Oleh: Adhy Nugroho
KETIKA SENDIRI, kadang aku membayangkan dunia di luar petak kecil ini. Sambil menatap langit-langit, aku membayangkan bahwa kita semua sebenarnya ada di bawah langit yang sama. Jogja. Aku membayangkan ada seorang pekerja yang baru saja menuntaskan harinya. Ia memutuskan untuk singgah di warung kopi, bercengkerama dengan si penjual, mengadu tentang nasibnya yang tak kunjung berubah meski telah sepuluh tahun bekerja.
Sementara anak kecil dari dalam mobil, ia duduk di kursi belakang memandangi pekerja itu. Ia mempertanyakan apa yang sedang ia bincangkan. Sementara mobil terus melaju. Seratus meter kemudian anak itu lupa apa yang ia pikirkan tentang si pekerja. Pun si pekerja yang tak menyadari keberadaan anak kecil di dalam mobil yang lewat begitu saja.
Atau London. Aku membayangkan ada seorang gadis Amerika yang sedang berjalan di tepi jalan. Ia merasa tidak nyaman setelah gerombolan remaja melecehkannya secara verbal. Namun ia tetap melanjutkan langkahnya. Sementara seorang laki-laki yang berpapasan melihat dan mendengar kejadian itu. Namun ia tetap diam dan melanjutkan langkahnya.
Seratus meter kemudian, laki-laki itu lupa apa yang baru saja terjadi, bahkan lupa bahwa gadis itu benar-benar ada di dunia. Kadang aku berpikir bahwa itu nyata. Sedangkan aku hanya membayangkannya di sini. Di ruang kecil di tengah kota Melbourne.
**
Pagi-pagi aku dan Sarah duduk sambil menonton televisi. Bagiku musim panas cukup menyenangkan untuk pergi ke taman atau melihat perahu-perahu di pelabuhan. Aku suka anginnya musim panas. Tapi Sarah enggan. Ia hanya ingin duduk di depan televisi. Pun aku tidak akan menolak jika ia membuka bir dinginnya. Bir dingin untuk 26 derajat bukan hal yang konyol bagiku.
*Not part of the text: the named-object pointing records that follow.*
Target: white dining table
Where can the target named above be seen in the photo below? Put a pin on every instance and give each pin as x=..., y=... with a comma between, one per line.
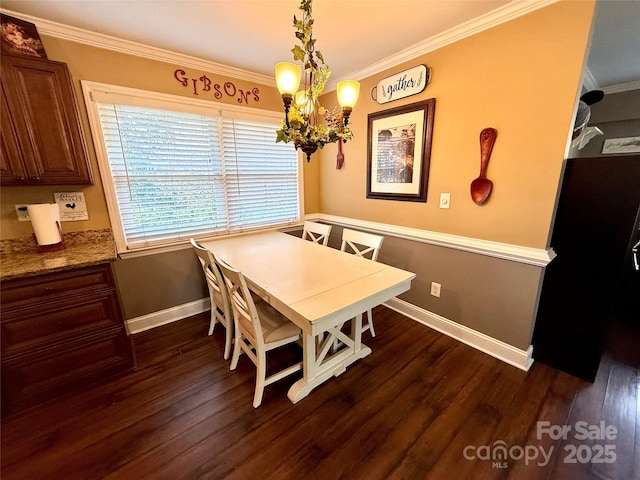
x=319, y=289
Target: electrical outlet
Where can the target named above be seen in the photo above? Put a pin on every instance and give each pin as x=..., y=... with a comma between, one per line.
x=22, y=213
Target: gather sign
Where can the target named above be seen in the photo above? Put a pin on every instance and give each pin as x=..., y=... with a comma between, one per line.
x=401, y=85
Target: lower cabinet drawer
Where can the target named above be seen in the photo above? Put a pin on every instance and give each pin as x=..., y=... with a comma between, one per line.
x=35, y=378
x=39, y=327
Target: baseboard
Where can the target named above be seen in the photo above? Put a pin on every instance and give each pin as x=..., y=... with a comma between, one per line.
x=162, y=317
x=522, y=359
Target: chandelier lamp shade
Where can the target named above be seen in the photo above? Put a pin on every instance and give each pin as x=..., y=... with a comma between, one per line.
x=307, y=124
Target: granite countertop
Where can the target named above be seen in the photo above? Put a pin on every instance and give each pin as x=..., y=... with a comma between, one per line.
x=20, y=257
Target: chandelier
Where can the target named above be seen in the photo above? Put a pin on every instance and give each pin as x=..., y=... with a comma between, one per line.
x=302, y=110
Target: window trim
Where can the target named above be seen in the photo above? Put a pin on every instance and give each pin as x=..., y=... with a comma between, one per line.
x=92, y=90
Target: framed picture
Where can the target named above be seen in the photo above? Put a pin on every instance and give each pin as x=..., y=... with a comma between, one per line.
x=19, y=36
x=621, y=145
x=399, y=150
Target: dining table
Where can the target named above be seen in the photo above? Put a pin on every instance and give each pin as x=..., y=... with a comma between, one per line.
x=318, y=288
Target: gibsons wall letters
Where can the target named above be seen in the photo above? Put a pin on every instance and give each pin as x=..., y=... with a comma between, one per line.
x=227, y=89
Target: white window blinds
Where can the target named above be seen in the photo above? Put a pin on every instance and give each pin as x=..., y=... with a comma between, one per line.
x=178, y=174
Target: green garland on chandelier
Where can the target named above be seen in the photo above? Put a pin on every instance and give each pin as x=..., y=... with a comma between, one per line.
x=304, y=130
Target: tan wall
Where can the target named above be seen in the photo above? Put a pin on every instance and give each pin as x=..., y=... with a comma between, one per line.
x=522, y=78
x=105, y=66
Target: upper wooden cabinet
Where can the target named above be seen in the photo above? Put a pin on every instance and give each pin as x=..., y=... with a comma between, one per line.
x=42, y=140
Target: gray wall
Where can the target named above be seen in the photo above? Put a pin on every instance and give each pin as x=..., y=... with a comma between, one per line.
x=617, y=115
x=490, y=295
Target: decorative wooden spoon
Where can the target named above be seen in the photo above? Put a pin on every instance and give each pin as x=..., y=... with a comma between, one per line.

“Berapa suhu paling tinggi di musim panas?” tanyaku
“Entah. Aku pernah melihat 35 derajat. Beberapa tahun lalu bahkan menyentuh 40” jawabnya santai.
“Itu gila?”
“Ya. Itu adalah kemarahan. Musim panas seperti itu membawaku gila” jawabnya masih santai. Dia masih menatap televisi. Aku mengalihkan pandangan darinya, lalu menuang bir ke gelas.
“Di angka 33, aku masih nyaman” kataku sambil menarik gelas.
“Ya. Kamu anak katulistiwa” tegasnya. Dia berdiri dan menyuruhku menunggu. Dia berjalan menuju kamar. Seperti katanya, aku menunggu. Televisi masih menyala, menyiarkan berita tentang angin; aku tidak begitu peduli.
Sarah kembali sambil membawa sebuah gulungan. Itu peta. Peta dunia.
“Lihatlah! Kamu tahu kamu sedang di mana?” tanyanya setelah membuka peta itu.
“Tentu. Itu pertanyaan yang pasti sudah bisa kujawab ketika aku masih SD,” jawabku. Aku sedikit meremehkan pertanyaannya.
Jelas saja. Sejak kecil, aku selalu antusias mendengarkan cerita-cerita penjelajah dunia dari ibuku. Colombus, da Gama, Magelhaens. Tentu ia menjelaskannya dengan bantuan peta dunia. Bahkan lebih dari itu, ibuku lah yang mengajariku menggambar. Setelah sebelumnya aku hanya berkutat pada gambar donat, mobil, atau dalam level yang lebih tinggi karakter-karakter Dragon Ball. Ibuku mengajariku menggambar peta. Sekarang ketika aku membuat gambar apapun, aku merasa sedang menggambar peta, seperti yang diajarkan oleh ibu.
“Melbourne, Victoria” jawabku sambil menunjuk letaknya.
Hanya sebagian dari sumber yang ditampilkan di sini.